Comparative Study of CH Stone Benchmarks on Xilinx Vivado High Level Synthesis Tool

DOI : 10.17577/IJERTV4IS010345

Download Full-Text PDF Cite this Publication

Text Only Version

Comparative Study of CH Stone Benchmarks on Xilinx Vivado High Level Synthesis Tool

Anuj Dubey, Ashish Mishra, Shrikant Bhutada

EEE Group, BITS – Pilani, Rajasthan, India.

.

Abstract High level synthesis is the process of generating hardware for an application written at specification level in languages like C, C++, HDL. Many tools have been developed in the last decade for this process to automates along with numerous optimizations applied is the respective tools. Xilinx also released Vivado, a commercial high level synthesis tool. This paper presents an analysis of the high level synthesis results of CHStone benchmarks using Xilinx Vivado HLS tool and the effect on different optimization on the throughput and area.
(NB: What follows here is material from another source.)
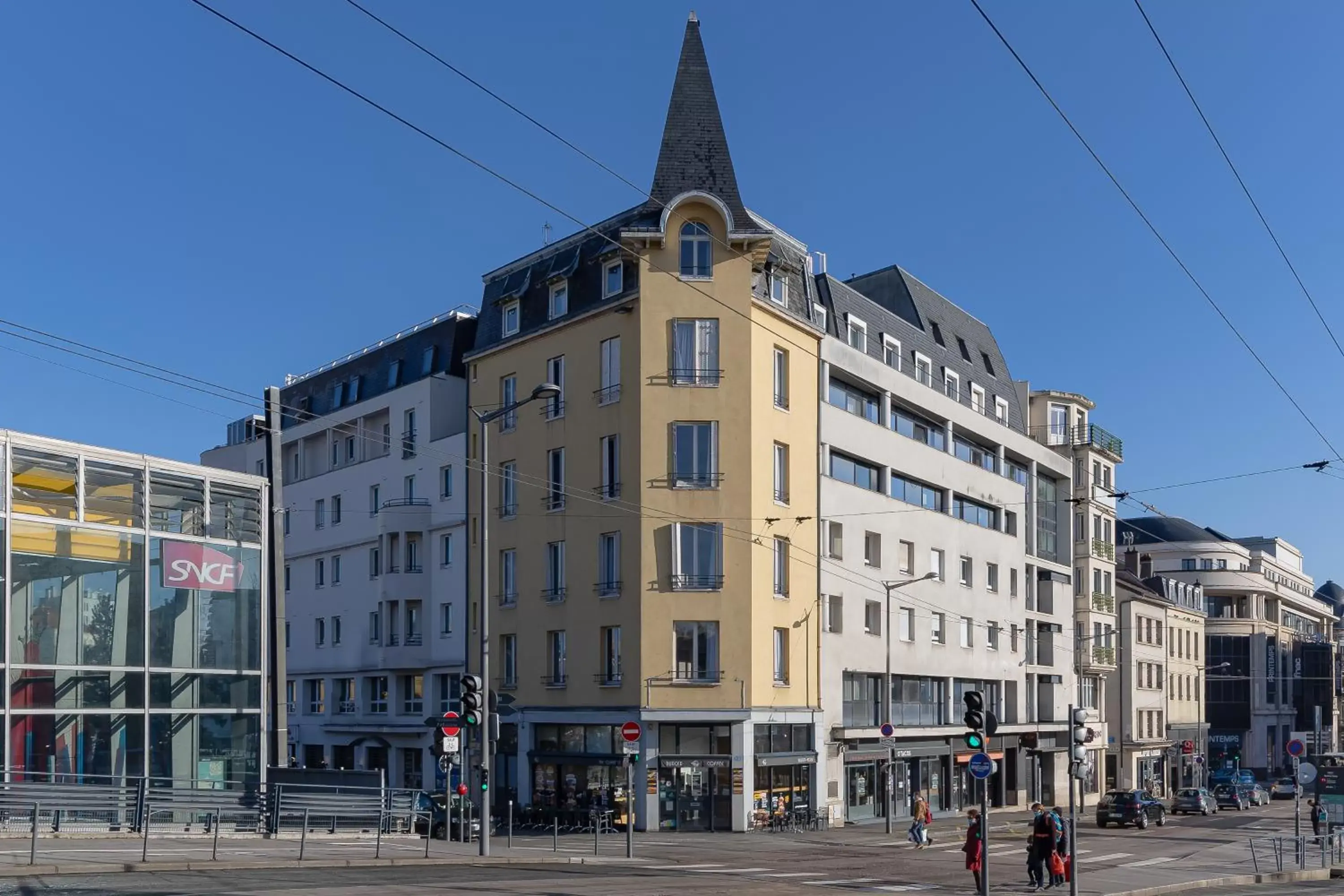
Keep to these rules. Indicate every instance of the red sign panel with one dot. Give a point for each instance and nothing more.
(187, 564)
Keywords—High Level Synthesis (HLS), Xilinx, Vivado and CHStone benchmarks.

  1. INTRODUCTION

    Accelerators are the applications which have been migrated from software to hardware implementation for increasing the performance [1]. In contemporary chips examples of such accelerators are advance encryption algorithm (AES), Cyclic redundancy check (CRC), image processing etc. In such a migration the hardware description (HDL) code is manually written to optimize it for application specific development (ASIC). The performance gain in this process is ten folds but the cost increases because of ASIC based design. The other way around is the automatic generation of HDL and implementation on FPGAs. FPGAs will not deliver as much performance as ASIC based design but chip fabrication is not required. Since migrating a procedural specification to a concurrent design requires efficient bridge for concurrency and timing, the problem has been a popular platform for research in last decade. Many academic and commercial tools have been developed for achieving HLS efficiently. Academic tools include SPARK, ROCCC, LegUp from University of Toronto , GAUT From Universite de Bretagne Sud/Lab- STICC, C-to-Verilog from C-to-Verilog.com and xPilot from University of California, Los Angeles. Commercial tools include BlueSpec Compiler from Bluespec, HLS-QSP from CircuitSutra Technologies, C-to-Silicon from Cadence Design Systems, Concurrent Acceleration from Concurrent EDA, Synphony C Compiler from Synopsys, PowerOpt from ChipVision, Cynthesizer from Forte Design Systems, Catapult C from Calypto Design Systems, eXCite from Y Explorations, Xilinx Vivado (formerly AutoPilot from AutoESL)[2]. This paper aims at bringing out the capability of Xilinx Vivado HLS

    tool and synthesis results of a specific package of benchmarks called CHStone specially designed for testing the performance of different High Level Synthesis compilers [3]. The tool also provides options for carrying out different types of optimizations on the behavioral description before synthesizing it which enables the user to bring the design closer to the given throughput or area specification. To understand the effect of these optimizations some optimizations have been applied on some benchmarks and the results of the optimized design are compared to the previous design. Towards the end of the paper, Vivado results have been compared with the synthesis results of LegUp compiler [6]. Though they have targeted the Altera Cyclone II FPGA which is different from our target which is Xilinx Kintex7 FPGA, but still the latency and frequency can be compared to some extent just to have a fair idea of where idea about where Vivado stands with respect to other compilers already in market.

  2. HIGH LEVEL SYNTHESIS

    High-level synthesis (HLS) is an automated process of converting any abstract behavioral description to RTL level so that it can be synthesized into digital hardware that implements that behavior successfully. The given high level specification can be in different forms varying from just an algorithmic description to C/ C++/ SystemC (commonly accepted). The high level description is a procedural description completely free from any kind of clock synchronization which is converted to a completely clocked RTL description by the HLS tool. In a typical VLSI design flow. In a typical VLSI design cycle it is the next step after architectural design and logic synthesis follows after this step.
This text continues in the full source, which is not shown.